A nice article on software patents by Joel Spolsky has an intriguing paragraph that may shed light on a little-noticed problem with the peer review system:
The first technique is to try to make the language of the patent as confusing and obfuscated as possible. That actually makes it harder for a patent examiner to identify prior art or evaluate if the invention is obvious.
For similar reasons, it is in the best interests of the researcher to make their peer reviewed article as incomprehensible as possible.
When confronted with closely reasoned and heavily mathematical text, the reviewer is presumed to have been chosen to be sufficiently familiar with the field as to be able to follow the reasoning without difficulty.

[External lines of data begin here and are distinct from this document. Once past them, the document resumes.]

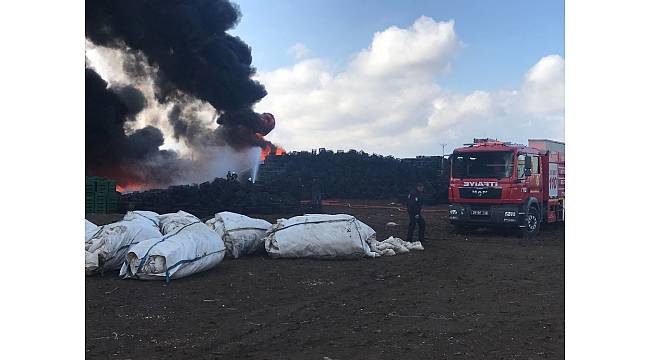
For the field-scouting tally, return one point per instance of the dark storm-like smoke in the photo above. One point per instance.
(195, 61)
(109, 150)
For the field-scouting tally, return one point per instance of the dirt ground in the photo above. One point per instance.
(486, 295)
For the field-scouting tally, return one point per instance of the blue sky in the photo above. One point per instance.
(502, 39)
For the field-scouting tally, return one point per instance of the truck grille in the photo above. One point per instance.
(480, 193)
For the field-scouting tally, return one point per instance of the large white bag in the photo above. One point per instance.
(319, 236)
(144, 216)
(173, 221)
(107, 247)
(393, 246)
(189, 249)
(241, 234)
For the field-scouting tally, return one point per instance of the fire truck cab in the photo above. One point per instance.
(494, 183)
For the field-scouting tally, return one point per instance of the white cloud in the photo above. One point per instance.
(386, 101)
(543, 88)
(299, 51)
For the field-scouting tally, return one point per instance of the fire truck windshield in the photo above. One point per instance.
(492, 164)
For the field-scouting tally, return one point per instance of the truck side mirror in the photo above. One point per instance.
(528, 166)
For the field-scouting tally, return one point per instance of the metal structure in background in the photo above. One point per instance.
(101, 197)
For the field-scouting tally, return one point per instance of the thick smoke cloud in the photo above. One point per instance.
(109, 150)
(187, 41)
(182, 48)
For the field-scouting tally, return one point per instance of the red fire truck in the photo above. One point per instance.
(499, 183)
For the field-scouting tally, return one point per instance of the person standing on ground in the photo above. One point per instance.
(316, 195)
(414, 204)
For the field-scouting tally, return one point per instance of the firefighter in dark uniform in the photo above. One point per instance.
(414, 204)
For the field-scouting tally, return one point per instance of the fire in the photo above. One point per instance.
(272, 149)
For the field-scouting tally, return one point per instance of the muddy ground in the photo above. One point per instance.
(486, 295)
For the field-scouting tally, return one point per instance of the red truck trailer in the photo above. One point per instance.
(495, 183)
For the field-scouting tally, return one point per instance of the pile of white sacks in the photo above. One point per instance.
(148, 246)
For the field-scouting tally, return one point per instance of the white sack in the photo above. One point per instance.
(91, 229)
(173, 221)
(392, 246)
(107, 247)
(143, 215)
(319, 236)
(188, 250)
(241, 234)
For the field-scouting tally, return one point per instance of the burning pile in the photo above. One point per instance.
(163, 71)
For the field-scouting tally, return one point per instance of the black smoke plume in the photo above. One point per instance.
(187, 41)
(194, 60)
(132, 158)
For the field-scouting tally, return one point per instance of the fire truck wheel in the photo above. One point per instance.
(531, 223)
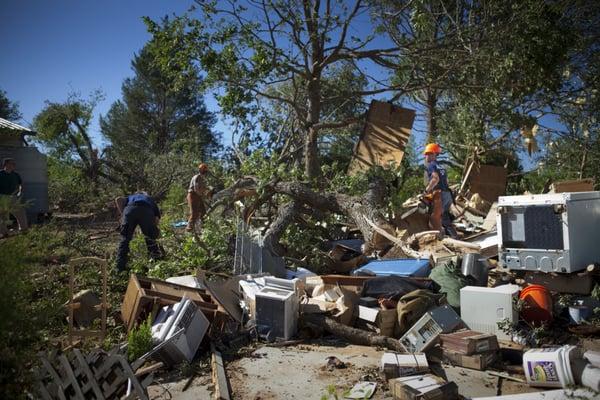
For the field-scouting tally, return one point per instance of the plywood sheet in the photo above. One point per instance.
(384, 137)
(581, 185)
(489, 181)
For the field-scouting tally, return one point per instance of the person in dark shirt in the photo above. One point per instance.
(11, 187)
(440, 218)
(138, 209)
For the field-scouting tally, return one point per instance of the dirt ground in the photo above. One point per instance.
(301, 372)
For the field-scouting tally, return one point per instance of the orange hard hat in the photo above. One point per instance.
(432, 148)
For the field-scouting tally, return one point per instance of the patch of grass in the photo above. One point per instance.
(139, 341)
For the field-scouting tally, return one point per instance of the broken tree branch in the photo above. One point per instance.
(353, 335)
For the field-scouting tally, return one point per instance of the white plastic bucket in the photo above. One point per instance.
(550, 367)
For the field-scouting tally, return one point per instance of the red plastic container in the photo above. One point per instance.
(538, 304)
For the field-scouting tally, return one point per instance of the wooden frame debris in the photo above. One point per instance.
(103, 306)
(219, 376)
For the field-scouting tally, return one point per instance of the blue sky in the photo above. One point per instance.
(50, 48)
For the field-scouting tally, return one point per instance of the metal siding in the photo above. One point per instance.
(31, 165)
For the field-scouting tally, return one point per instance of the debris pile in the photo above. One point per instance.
(427, 300)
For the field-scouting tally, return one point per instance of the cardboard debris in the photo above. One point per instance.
(423, 387)
(469, 342)
(384, 137)
(362, 390)
(145, 296)
(480, 361)
(394, 365)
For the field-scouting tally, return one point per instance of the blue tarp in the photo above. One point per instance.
(400, 267)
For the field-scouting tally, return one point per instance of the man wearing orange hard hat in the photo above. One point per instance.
(439, 191)
(198, 191)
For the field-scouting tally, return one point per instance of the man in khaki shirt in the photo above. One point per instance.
(198, 191)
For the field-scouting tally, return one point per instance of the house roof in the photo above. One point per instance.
(6, 126)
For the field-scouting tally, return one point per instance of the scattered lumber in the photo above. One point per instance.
(353, 335)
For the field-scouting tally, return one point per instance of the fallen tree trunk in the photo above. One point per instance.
(353, 335)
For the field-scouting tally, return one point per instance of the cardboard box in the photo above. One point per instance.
(479, 362)
(144, 296)
(382, 321)
(394, 365)
(469, 342)
(423, 387)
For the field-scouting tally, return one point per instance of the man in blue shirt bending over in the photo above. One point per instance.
(138, 209)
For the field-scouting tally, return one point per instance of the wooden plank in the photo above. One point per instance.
(140, 391)
(90, 376)
(71, 376)
(148, 369)
(219, 376)
(386, 132)
(55, 377)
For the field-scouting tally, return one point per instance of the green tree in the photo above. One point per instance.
(9, 109)
(155, 118)
(64, 128)
(483, 65)
(249, 49)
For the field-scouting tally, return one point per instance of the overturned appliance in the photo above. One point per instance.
(549, 232)
(188, 323)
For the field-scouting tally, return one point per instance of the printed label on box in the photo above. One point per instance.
(542, 371)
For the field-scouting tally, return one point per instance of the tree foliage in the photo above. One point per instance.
(64, 128)
(281, 52)
(159, 120)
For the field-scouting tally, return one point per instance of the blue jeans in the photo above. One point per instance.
(134, 215)
(446, 217)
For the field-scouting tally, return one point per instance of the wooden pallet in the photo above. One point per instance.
(97, 376)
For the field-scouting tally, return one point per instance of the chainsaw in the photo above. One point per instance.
(425, 205)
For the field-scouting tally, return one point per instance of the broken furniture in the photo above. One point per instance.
(423, 387)
(145, 296)
(394, 365)
(98, 375)
(425, 332)
(549, 232)
(171, 319)
(481, 308)
(76, 307)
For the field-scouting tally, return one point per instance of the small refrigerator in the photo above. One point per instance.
(481, 308)
(277, 313)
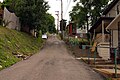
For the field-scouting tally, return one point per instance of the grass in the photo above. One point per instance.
(13, 43)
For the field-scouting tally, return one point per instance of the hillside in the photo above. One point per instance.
(15, 46)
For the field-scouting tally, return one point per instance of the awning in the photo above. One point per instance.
(114, 24)
(98, 25)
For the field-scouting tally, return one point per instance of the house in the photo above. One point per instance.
(103, 38)
(71, 29)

But consider the position of the reviewer who does not understand the argument in the paper under review. While there are degrees and shades here, fundamentally the reviewer is choosing between two poles: 1) I am a fraud, as this material is clearly on my territory and I don’t understand it 2) I can’t understand this because it is completely incoherent gobbledy-gook done so effectively that I can’t immediately see what is happening here. The reviewer could simply refuse to review the paper “on reviewing the paper I find I am not qualified to give an opinion” which solves the reviewer’s problem but not the editor’s. The editor has to find three reviewers to complete the process. In any case this paper is likely to sit on the reviewer’s desk for a considerable time; and then the reviewer will feel pressure to complete the forms and get the task dispatched with.
And as with the less qualified person on your PhD committee, what they will go with is likely to be “I don’t see anything wrong with the parts I am in a position to judge” and give a pass. On the other hand, if a paper has plain, simple unobfuscated language and a frank assessment of its own weaknesses, then the overwhelmed reviewer is in a position to give it a good, solid bikeshedding without much effort. Since career output is measured by publication quantity first and quality only second (indirectly via citation count), clarity and completeness are not encouraged.
I lack for a proper adjective to characterize the resulting trends in the literature, but “obfuscated” will do for an understatement.
I’m not trying to say that there aren’t fundamental reasons that many papers are only accessible to peers; good science really is deep, and it’s ludicrous to propose that everything be accessible to a lay audience – that would make most genuinely important papers thousands of pages long. But that just provides cover for the more pernicious phenomenon that I am suggesting is also at work. Papers should be as readable as possible to their intended audience on principle; in practice they aren’t.